The President called today for talks between himself, Republicans and Congressional Democrats seeking to develop a reform bill that wouldn't be filibustered in the Senate and presumably might actually get some Republican votes. He seems to suggest unifying the House and Senate bills and saying here is where the Dems are, what do you guys think? to the Republicans.
In many ways the Republicans have no incentivizes to vote for anything. However, it will be hard for Republicans to not neogtiate at some level, and a give and take could result. If the talks are 'public' which is what everyone has been calling for, the President will likely do well. And if nothing passes then, the voters will have to decide what happens.
For all the terse rhetoric used to describe the Democratic bills, they essentially parody the Republican alternative to the Clinton Plan in 1994 and the framework of a deal is fairly obvious.
Might I suggest the following road map for discussion.
1. Med mal. The President should simply propose the AMAs wildest dream. The cost savings are widely over-estimated, but this is a key step both politically, and to have a hope to transition to a more patient-saftey focused system. Here is what I wrote about malpractice and reform in August. Here is what the CBO says is will be saved by a national imposition of a basic slate of medmal reforms ($54 Billion over 10 years; this is on a base of $33.3 Trillion, keep in mind). I think med mal reform is a good policy if used to also focus on patient safety. But, let me make a straight political argument to my liberal/progressive friends.
Even if you think doctors are money grubers, and you think they overstate the case for how much savings will come from malpractice reform, you should be for this in order to call their bluff. We often hear in response to any reform discussion that the real way to slow costs is to get rid of junk lawsuits. If you play this card, you end that argument. This is both good policy (I think) and good politics in terms of getting a bill passed.
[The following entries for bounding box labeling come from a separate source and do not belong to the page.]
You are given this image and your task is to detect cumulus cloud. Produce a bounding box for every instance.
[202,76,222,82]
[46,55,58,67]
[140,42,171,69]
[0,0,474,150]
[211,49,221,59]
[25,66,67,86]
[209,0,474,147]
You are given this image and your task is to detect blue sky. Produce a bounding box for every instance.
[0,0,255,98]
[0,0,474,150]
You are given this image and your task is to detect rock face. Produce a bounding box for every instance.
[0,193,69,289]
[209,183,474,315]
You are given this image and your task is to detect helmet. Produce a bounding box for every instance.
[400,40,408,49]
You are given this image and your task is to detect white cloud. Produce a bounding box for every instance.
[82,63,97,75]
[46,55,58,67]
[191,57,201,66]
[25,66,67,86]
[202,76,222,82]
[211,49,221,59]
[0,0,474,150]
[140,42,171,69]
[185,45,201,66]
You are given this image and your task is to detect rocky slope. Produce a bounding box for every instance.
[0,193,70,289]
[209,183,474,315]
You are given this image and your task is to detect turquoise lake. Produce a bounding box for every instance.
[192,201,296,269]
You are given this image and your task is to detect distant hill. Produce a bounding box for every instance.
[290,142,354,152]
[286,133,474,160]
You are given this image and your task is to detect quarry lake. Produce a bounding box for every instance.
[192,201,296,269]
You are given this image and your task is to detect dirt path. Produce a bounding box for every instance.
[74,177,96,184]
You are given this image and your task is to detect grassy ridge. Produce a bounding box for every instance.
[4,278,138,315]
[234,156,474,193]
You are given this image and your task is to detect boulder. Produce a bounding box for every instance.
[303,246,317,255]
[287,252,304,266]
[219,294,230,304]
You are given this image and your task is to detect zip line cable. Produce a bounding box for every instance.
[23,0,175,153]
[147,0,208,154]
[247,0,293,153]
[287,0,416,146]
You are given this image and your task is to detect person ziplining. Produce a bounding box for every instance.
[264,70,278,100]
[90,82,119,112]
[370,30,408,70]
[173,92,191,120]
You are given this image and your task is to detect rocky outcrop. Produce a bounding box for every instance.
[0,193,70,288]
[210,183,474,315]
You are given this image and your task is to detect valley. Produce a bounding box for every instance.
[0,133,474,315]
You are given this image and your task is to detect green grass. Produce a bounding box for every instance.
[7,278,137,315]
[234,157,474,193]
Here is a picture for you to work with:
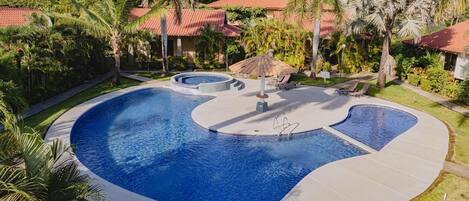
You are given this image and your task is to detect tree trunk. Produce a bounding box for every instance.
[311,19,321,79]
[111,35,121,85]
[160,15,169,72]
[378,31,391,88]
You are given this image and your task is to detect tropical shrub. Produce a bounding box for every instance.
[223,6,267,23]
[457,80,469,105]
[241,19,308,69]
[194,24,224,68]
[420,78,432,92]
[0,79,28,117]
[442,81,462,100]
[168,57,189,71]
[396,54,417,80]
[320,32,381,73]
[425,67,448,93]
[407,73,420,86]
[0,99,102,200]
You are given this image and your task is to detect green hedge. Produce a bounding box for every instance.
[407,73,420,86]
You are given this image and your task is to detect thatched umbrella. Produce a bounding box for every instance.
[230,51,298,112]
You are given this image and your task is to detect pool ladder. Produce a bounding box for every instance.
[272,114,300,137]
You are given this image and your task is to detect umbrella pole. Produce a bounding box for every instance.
[260,75,265,102]
[256,75,268,112]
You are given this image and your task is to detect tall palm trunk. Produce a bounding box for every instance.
[378,30,391,88]
[311,18,321,79]
[111,35,121,85]
[160,15,169,72]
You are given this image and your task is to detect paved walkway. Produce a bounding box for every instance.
[394,80,469,117]
[443,161,469,179]
[46,79,449,201]
[21,73,112,119]
[121,72,155,82]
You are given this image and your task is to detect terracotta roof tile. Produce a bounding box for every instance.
[0,7,40,27]
[130,8,240,37]
[208,0,288,10]
[403,20,469,53]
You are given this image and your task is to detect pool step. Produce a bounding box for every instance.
[323,126,378,154]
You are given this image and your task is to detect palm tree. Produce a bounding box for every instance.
[140,0,194,72]
[54,0,185,84]
[285,0,343,79]
[0,99,102,200]
[349,0,433,88]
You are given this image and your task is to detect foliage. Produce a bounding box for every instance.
[407,73,420,86]
[422,67,448,93]
[291,73,351,87]
[0,100,102,200]
[241,19,308,69]
[321,31,381,73]
[225,38,246,64]
[396,54,418,82]
[457,80,469,105]
[223,6,267,24]
[0,79,28,117]
[194,24,224,68]
[168,57,189,71]
[349,0,434,88]
[420,78,432,92]
[0,21,107,104]
[54,0,182,84]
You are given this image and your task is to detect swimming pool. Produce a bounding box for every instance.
[331,105,417,150]
[71,89,366,201]
[171,72,234,94]
[181,75,228,85]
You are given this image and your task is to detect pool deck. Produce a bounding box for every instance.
[46,79,449,201]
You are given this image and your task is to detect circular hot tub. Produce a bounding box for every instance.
[171,72,236,93]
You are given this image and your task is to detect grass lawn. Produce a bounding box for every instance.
[135,72,176,81]
[369,82,469,201]
[24,78,140,133]
[415,173,469,201]
[369,82,469,165]
[291,73,351,87]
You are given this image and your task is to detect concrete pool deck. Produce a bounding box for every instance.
[46,79,449,201]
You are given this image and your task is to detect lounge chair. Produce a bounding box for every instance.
[335,82,358,95]
[349,83,370,97]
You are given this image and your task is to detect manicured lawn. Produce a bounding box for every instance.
[369,82,469,165]
[135,72,176,81]
[415,173,469,201]
[369,82,469,201]
[24,79,140,133]
[291,73,351,87]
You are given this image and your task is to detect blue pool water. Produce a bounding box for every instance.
[182,75,228,85]
[331,105,417,150]
[71,89,366,201]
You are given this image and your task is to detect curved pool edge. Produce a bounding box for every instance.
[45,82,449,200]
[170,72,235,95]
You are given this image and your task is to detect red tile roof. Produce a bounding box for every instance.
[404,20,469,53]
[130,8,240,37]
[208,0,288,10]
[0,7,40,27]
[272,11,337,38]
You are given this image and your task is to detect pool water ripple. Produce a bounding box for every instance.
[71,89,366,201]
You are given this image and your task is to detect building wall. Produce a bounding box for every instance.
[454,54,469,80]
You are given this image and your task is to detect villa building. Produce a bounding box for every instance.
[404,20,469,80]
[130,8,240,57]
[0,7,40,28]
[208,0,336,37]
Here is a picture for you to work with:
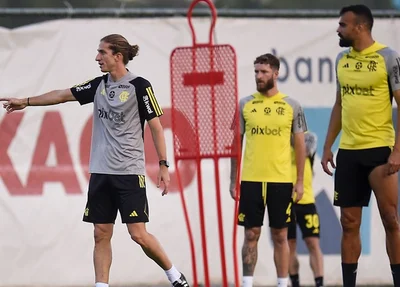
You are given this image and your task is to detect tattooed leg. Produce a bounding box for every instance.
[242,227,261,276]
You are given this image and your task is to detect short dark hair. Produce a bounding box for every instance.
[100,34,139,65]
[340,4,374,31]
[254,53,280,70]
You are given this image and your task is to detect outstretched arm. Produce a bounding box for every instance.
[0,89,76,113]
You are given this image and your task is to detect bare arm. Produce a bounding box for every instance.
[229,135,244,195]
[321,90,342,176]
[293,132,306,183]
[387,90,400,175]
[0,89,76,113]
[148,117,167,160]
[393,90,400,152]
[324,91,342,150]
[23,89,76,106]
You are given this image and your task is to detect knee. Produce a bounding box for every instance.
[244,227,261,244]
[340,212,361,233]
[271,228,288,245]
[131,233,145,246]
[94,225,113,243]
[128,225,149,247]
[382,212,399,232]
[305,237,320,253]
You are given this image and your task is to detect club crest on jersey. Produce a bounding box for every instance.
[143,95,153,114]
[119,91,129,103]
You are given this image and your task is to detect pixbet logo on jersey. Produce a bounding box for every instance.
[251,126,282,137]
[342,84,374,96]
[143,95,153,114]
[98,108,125,124]
[75,83,92,92]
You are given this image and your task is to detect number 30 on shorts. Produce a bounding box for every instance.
[304,214,319,228]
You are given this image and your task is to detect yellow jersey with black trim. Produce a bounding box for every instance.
[292,131,317,204]
[336,42,400,149]
[239,93,307,182]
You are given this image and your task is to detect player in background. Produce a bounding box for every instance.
[230,54,307,287]
[321,5,400,287]
[0,34,189,287]
[288,131,324,287]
2. Dump the tax on high cost health insurance and instead cap the tax exclusion at the mean (about $13,500 for family policies; about $5,000 for individual). Among health policy types, this is about the most bipartisan policy that exists--most think this is necessary to help get control of cost inflation. There are some Democratic politicians for this (for example the Wyden-Bennett bill), and all the Republicans who are for this need to put up or shut up. Adding this financing to the mix would be a big change, that will bring much more cost inflation reducing pressure into the system. I have written alot about this over the last 6 months. One aspect of this change that is key I think, is reorienting the discussion of health care cost inflation to include the role of individual consumers--you and I--our use of care ultimately drives increases in health care costs.
3. Add a lower cost catastrophic insurance option for persons under age 30. One of the biggest concerns about the Democratic bills are related to affordability of insurance given that an individual mandate has been enforced. While I agree that you need clearly defined and regulated benefit packages to enable consumers to shop for care, allow an option for a much more catastrophic level of coverage (maybe $10,000 individual; $15,000 family) for persons under age 30. Even better, create an auto-enroll catastrophic policy for persons under 30.
Update: an older post showing proportion of persons with $10,000+ in medical expenditures in a year...18-39 is 6.2% of persons.
4. Do two things related to Medicare. First, increase the eligibility age to equalize it with the planned increases in Social Security age, increasing it by two months per year starting in 2014 until it is 67 in 2025. Second, keep an Independent Medicare Advisory Commission that has an ability to look closely at what Medicare pays for, how and when. And have and engage in an open discussion about rationing of care. Not rationing is everyone getting anything they want. We don't have that now. We need to begin asking the question are the benefits greater than the costs and develop practical ways to frame, address, answer and act upon these questions.
During this discussion, everyone needs to take a close look at Rep. Ryan's proposal for vouchering Medicare. We can reduce the cost of Medicare by fixing the federal government's cost, and assuming the rest works out as Rep. Ryan notes. Or we can begin to muddle through developing ways to reconsider what, when and how we pay for care. Or it could be a mixture of the two. But, it has got to be something.
5. Adopt the so-called Wyden Amendment, which would open up the exchanges to more persons. As written, the Senate bill only allows around 1 in 10 Americans to buy insurance via the exchanges (only the uninsured, those working or small employers, or those with offers of employer based cover that is above the affordability standard). The big idea behind the Senate idea, and the Patients' Choice Act (Republican Alernative) is to help individuals shop for their own health insurance. If we are going to try it, lets try it.
These are just some thoughts on a way forward.